In Toronto, you have two major papers, the Globe and Mail, which historically has been the Conservative/Progressive Conservative/Conservative Party of Canada (looked at over time) newspaper, and the Toronto Star, which is the paper of the Liberal party in Toronto. They are more independent, though; they endorsed Layton and the NDP this election. That was after the sea change that happened in Quebec, and represents the impulse to work with the Quebecois, which is still very strong in Ontario, if not so much so as you move west through the country.
@giltay: Harper is basically Harris on steroids… and he’s got a majority in Ottawa. It’s gonna get tight.
@polyorchnid octopunch: Argh… gapped out on that post. Anyway, the G&M endorsed Harper. Then they lost a lot of subscribers. I heard that the day after the endorsement their call centre spent all day taking cancellation orders. People had to call in multiple times because their phone network got overloaded. I hope we get to find out how many people cancelled because of that.
Ahem. I believe the canonical phrase is “bike-riding pinko”. We even have a button.

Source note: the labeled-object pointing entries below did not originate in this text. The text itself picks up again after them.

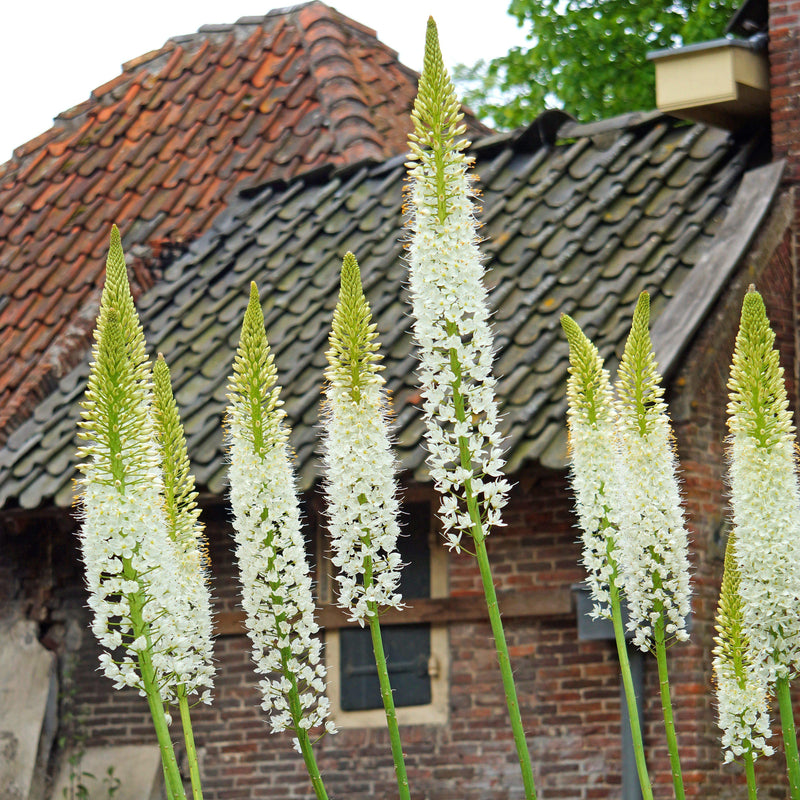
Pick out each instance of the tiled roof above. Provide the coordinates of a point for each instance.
(158, 150)
(580, 224)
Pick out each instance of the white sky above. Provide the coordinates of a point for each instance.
(54, 52)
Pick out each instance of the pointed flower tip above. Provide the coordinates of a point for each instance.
(351, 274)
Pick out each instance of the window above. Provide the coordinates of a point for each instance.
(416, 649)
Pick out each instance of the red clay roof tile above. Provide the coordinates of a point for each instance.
(160, 147)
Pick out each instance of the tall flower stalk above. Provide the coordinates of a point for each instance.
(276, 586)
(766, 512)
(186, 532)
(742, 697)
(652, 538)
(455, 344)
(141, 616)
(591, 420)
(360, 487)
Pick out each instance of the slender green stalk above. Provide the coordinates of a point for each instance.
(789, 735)
(188, 737)
(630, 694)
(386, 688)
(388, 705)
(172, 775)
(666, 706)
(750, 773)
(311, 764)
(504, 661)
(297, 713)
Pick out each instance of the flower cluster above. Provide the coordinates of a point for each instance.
(276, 587)
(131, 560)
(450, 309)
(764, 494)
(591, 418)
(652, 537)
(360, 486)
(185, 530)
(741, 690)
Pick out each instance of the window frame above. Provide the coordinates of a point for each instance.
(436, 712)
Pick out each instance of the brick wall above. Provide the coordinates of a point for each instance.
(784, 56)
(569, 689)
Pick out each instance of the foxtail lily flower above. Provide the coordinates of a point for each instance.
(652, 537)
(131, 560)
(741, 690)
(451, 310)
(764, 494)
(360, 487)
(591, 418)
(276, 586)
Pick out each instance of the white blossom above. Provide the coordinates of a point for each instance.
(591, 418)
(131, 560)
(742, 697)
(764, 495)
(276, 586)
(451, 312)
(652, 538)
(360, 483)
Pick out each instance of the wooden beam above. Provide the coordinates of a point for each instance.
(533, 604)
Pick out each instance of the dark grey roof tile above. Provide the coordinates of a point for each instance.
(579, 227)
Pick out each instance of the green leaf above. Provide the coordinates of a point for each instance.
(588, 57)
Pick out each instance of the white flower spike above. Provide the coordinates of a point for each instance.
(130, 558)
(764, 494)
(652, 537)
(276, 587)
(360, 486)
(742, 698)
(591, 418)
(451, 311)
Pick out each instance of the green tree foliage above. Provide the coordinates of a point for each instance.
(586, 56)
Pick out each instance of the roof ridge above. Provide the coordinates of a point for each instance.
(330, 61)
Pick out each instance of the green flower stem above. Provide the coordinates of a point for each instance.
(666, 706)
(630, 694)
(296, 710)
(505, 663)
(311, 764)
(750, 773)
(386, 690)
(789, 736)
(191, 750)
(490, 594)
(172, 775)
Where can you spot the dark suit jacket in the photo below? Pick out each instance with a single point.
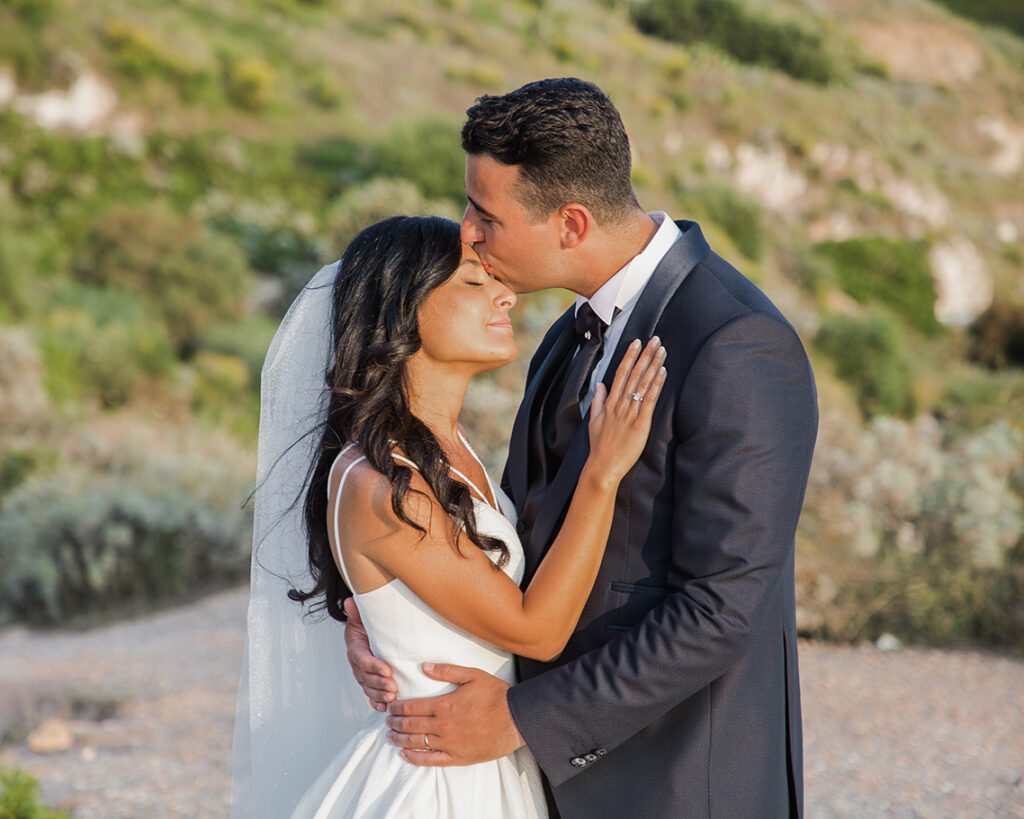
(678, 693)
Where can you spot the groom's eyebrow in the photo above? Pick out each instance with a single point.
(479, 210)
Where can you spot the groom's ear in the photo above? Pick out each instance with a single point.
(576, 222)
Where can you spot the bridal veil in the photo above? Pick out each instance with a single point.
(298, 701)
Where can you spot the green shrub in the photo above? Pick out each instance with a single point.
(36, 12)
(184, 273)
(99, 343)
(378, 199)
(997, 336)
(19, 796)
(748, 36)
(249, 82)
(29, 256)
(982, 397)
(324, 91)
(868, 354)
(896, 274)
(428, 153)
(248, 339)
(908, 529)
(139, 55)
(739, 216)
(79, 545)
(997, 12)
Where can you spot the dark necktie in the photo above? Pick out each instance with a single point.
(563, 419)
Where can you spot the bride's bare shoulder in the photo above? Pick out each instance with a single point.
(365, 498)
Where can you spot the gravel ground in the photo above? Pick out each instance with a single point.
(915, 733)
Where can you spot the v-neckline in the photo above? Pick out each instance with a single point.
(493, 501)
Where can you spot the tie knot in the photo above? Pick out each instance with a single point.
(588, 325)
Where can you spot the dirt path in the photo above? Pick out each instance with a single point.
(915, 733)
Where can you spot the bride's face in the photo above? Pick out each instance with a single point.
(466, 319)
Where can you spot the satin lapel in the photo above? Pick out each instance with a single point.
(681, 258)
(525, 441)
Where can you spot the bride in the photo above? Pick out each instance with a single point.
(400, 513)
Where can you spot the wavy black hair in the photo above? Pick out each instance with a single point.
(386, 273)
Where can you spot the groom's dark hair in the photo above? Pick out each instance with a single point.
(566, 138)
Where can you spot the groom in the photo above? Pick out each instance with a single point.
(678, 693)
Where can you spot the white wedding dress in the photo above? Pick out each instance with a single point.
(368, 779)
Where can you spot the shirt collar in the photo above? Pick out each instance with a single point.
(621, 291)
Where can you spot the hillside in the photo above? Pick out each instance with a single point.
(170, 173)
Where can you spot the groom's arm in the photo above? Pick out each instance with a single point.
(745, 424)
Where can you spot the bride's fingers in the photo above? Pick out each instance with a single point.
(623, 373)
(437, 759)
(649, 360)
(597, 403)
(647, 377)
(651, 394)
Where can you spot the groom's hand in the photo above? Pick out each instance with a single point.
(469, 725)
(373, 675)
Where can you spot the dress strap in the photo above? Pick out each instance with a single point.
(472, 485)
(493, 501)
(337, 503)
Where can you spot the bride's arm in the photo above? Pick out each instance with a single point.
(459, 582)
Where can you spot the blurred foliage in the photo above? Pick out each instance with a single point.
(738, 215)
(868, 354)
(144, 263)
(249, 82)
(743, 34)
(98, 343)
(139, 55)
(19, 796)
(978, 398)
(997, 336)
(426, 153)
(996, 12)
(37, 12)
(906, 532)
(378, 199)
(186, 275)
(884, 271)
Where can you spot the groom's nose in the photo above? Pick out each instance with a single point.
(470, 230)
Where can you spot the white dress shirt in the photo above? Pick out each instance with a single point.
(622, 293)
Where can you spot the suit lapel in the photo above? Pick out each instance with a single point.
(526, 442)
(674, 267)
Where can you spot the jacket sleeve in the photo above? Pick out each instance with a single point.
(744, 426)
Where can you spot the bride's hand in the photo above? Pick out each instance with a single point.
(620, 418)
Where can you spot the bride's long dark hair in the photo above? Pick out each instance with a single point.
(386, 273)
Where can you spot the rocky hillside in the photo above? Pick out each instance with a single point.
(862, 161)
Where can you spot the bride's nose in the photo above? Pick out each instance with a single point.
(505, 298)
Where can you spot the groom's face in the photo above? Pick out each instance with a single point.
(519, 251)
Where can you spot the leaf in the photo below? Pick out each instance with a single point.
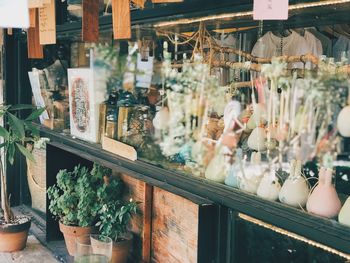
(16, 126)
(35, 114)
(21, 107)
(4, 133)
(25, 152)
(11, 153)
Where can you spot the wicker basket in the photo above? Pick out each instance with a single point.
(37, 179)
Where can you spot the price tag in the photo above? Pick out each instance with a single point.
(35, 3)
(47, 24)
(121, 19)
(14, 14)
(270, 10)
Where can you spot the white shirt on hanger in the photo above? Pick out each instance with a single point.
(269, 46)
(314, 43)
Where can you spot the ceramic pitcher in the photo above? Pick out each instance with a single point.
(269, 186)
(295, 190)
(232, 178)
(324, 200)
(344, 214)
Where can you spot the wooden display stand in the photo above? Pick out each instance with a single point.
(172, 225)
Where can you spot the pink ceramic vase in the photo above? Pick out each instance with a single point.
(324, 200)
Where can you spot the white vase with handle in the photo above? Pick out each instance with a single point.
(295, 190)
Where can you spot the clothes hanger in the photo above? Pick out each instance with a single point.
(330, 31)
(300, 31)
(341, 30)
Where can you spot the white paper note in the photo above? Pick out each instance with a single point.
(38, 98)
(14, 14)
(270, 10)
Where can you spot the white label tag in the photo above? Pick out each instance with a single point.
(270, 10)
(14, 14)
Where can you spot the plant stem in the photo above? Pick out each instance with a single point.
(5, 204)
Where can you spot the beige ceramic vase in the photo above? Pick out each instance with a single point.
(295, 190)
(344, 214)
(324, 200)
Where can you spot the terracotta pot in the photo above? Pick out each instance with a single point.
(14, 237)
(121, 250)
(324, 200)
(70, 234)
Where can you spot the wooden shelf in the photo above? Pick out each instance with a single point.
(152, 14)
(322, 230)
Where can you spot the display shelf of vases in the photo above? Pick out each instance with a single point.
(326, 231)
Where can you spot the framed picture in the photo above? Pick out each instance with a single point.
(83, 104)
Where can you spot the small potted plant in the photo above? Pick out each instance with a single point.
(114, 217)
(15, 135)
(73, 201)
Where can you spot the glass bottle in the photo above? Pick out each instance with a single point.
(112, 116)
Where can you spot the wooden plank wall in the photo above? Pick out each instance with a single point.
(167, 226)
(141, 223)
(174, 228)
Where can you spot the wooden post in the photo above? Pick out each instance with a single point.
(90, 22)
(121, 19)
(166, 1)
(32, 17)
(35, 50)
(47, 24)
(147, 224)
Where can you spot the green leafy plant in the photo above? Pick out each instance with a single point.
(83, 198)
(115, 213)
(16, 133)
(73, 199)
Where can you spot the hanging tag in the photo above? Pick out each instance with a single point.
(270, 10)
(144, 72)
(35, 3)
(14, 14)
(32, 17)
(90, 20)
(47, 24)
(166, 1)
(35, 50)
(121, 19)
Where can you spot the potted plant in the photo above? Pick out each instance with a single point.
(114, 217)
(73, 201)
(15, 134)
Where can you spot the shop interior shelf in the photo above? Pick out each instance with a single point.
(325, 231)
(145, 18)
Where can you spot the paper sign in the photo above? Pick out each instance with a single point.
(35, 3)
(144, 72)
(14, 14)
(270, 10)
(38, 98)
(47, 24)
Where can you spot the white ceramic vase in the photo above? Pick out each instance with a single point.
(269, 186)
(295, 190)
(343, 122)
(257, 139)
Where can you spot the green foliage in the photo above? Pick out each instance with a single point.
(73, 199)
(82, 198)
(115, 217)
(17, 132)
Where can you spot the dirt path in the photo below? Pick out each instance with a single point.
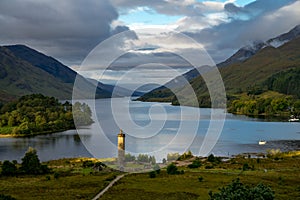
(109, 186)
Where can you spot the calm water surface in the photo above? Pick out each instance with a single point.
(153, 128)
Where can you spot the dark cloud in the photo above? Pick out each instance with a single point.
(256, 21)
(66, 29)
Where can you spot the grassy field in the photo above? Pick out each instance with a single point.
(279, 171)
(69, 180)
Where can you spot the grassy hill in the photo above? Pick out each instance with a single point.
(18, 77)
(259, 73)
(26, 71)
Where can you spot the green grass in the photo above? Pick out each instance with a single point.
(73, 182)
(280, 171)
(76, 186)
(282, 175)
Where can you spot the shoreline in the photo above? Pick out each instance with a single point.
(34, 134)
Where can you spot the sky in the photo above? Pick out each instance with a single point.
(139, 32)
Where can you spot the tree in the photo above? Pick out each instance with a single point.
(6, 197)
(238, 191)
(129, 157)
(8, 168)
(172, 169)
(31, 163)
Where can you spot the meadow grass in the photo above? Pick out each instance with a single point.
(281, 174)
(280, 171)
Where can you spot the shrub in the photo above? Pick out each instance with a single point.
(245, 167)
(185, 156)
(87, 163)
(6, 197)
(237, 190)
(200, 178)
(152, 174)
(56, 175)
(156, 168)
(8, 168)
(196, 163)
(211, 158)
(31, 163)
(172, 169)
(129, 157)
(209, 167)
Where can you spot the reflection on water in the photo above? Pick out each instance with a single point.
(240, 134)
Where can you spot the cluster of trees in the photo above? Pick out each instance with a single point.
(143, 158)
(265, 106)
(36, 113)
(30, 165)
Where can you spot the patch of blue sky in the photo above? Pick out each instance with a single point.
(237, 2)
(145, 15)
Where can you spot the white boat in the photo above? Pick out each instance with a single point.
(293, 119)
(262, 142)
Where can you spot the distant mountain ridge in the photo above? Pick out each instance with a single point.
(240, 74)
(250, 50)
(24, 70)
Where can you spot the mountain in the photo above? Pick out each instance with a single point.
(116, 91)
(244, 53)
(284, 38)
(258, 71)
(25, 71)
(18, 77)
(250, 50)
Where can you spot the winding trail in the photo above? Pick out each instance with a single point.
(109, 186)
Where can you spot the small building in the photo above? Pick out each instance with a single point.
(121, 150)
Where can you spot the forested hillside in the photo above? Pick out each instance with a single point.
(36, 114)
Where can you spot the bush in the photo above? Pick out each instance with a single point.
(209, 167)
(200, 178)
(211, 158)
(196, 163)
(6, 197)
(185, 156)
(246, 167)
(87, 163)
(152, 174)
(129, 157)
(56, 175)
(8, 168)
(172, 169)
(156, 168)
(48, 178)
(237, 190)
(31, 163)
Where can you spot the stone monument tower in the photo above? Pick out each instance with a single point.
(121, 149)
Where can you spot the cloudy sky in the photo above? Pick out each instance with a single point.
(160, 32)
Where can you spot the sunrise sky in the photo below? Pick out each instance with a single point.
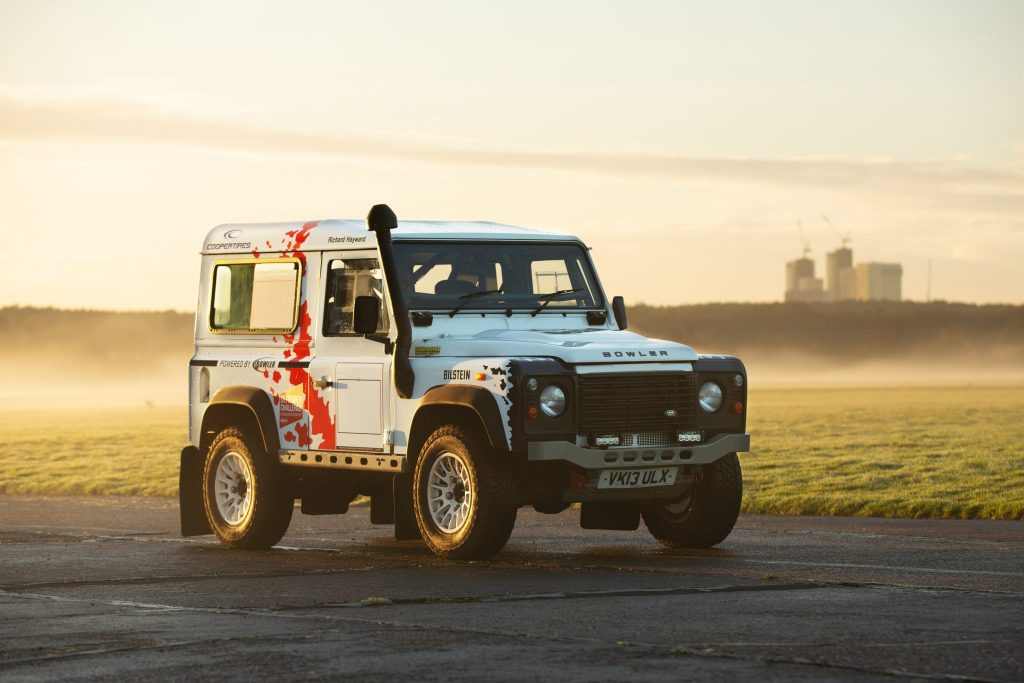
(682, 140)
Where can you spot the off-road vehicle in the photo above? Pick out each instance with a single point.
(453, 373)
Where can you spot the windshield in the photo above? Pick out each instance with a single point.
(498, 275)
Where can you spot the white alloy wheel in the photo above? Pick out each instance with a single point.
(450, 493)
(233, 488)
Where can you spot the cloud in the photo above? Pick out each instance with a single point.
(94, 118)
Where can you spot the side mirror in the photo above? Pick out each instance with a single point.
(619, 308)
(367, 314)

@Comrade Mary: Must. Haz. That. Button. NAOW!!
(possible road trip north this weekend. I think I’m inspired.)
@Comrade Mary: yeah, that’s it. my memory gets scrambled every time I think of that hideous pink blazer Don Cherry had on when he said it.
@Jason In the Peg:
Thanks, I completely missed that! Is he going to devote himself to fighting unreported crimes?
@Cerberus: That’s a good question. I don’t have an answer, just an example: in the last Ontario provincial election there was a referendum on mixed-member proportional voting and people voted overwhelmingly to keep the current system. My own feeling is that a lot of people didn’t understand how MMP would work and opted to stick with the devil they knew.